En Londres empecé a leer Un camino en el mundo, de V. S. Naipul, un autor jamaicano de origen hindú. Me interesa el retrato, aparentemente distanciado, de un mundo multicultural. La mezcla, el mestizaje, curiosamente, no parece que se realice allí donde las distintas razas se equilibran. Cada una hace rancho aparte.
Los textos que decimos o escribimos sobre otras razas (y otro sexo y otra persona en general) parecen siempre teñirse de prejuicios y, si no los tuviéramos, el otro lo estima muchas veces así. Surge de inmediato una frase referida a alguien que juzga o describe a persona de distinta raza y que trascribe Naipul: “De haber sido un hindú [un negro, un blanco, un moro, una mujer…] no habrías escrito eso”. Tal vez el racismo, el sentimiento de diferencia, esté en ocasiones más en el descrito que en quien describe, en el que escucha que en el que habla.

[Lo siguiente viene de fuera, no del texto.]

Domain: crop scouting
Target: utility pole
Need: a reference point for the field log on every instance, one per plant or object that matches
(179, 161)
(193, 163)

Los usos y los hábitos nos hacen imaginarnos siempre al doctor Fleming encerrado en un pulcro laboratorio, aislado del mundo; no pensamos en que iba a tomar una pinta al pub de enfrente o, al menos, envidiaba desde su ventana a quienes allí entraban o salían, con la cerveza en la mano, a sentarse en el banco, frente a una gruesa mesa de madera.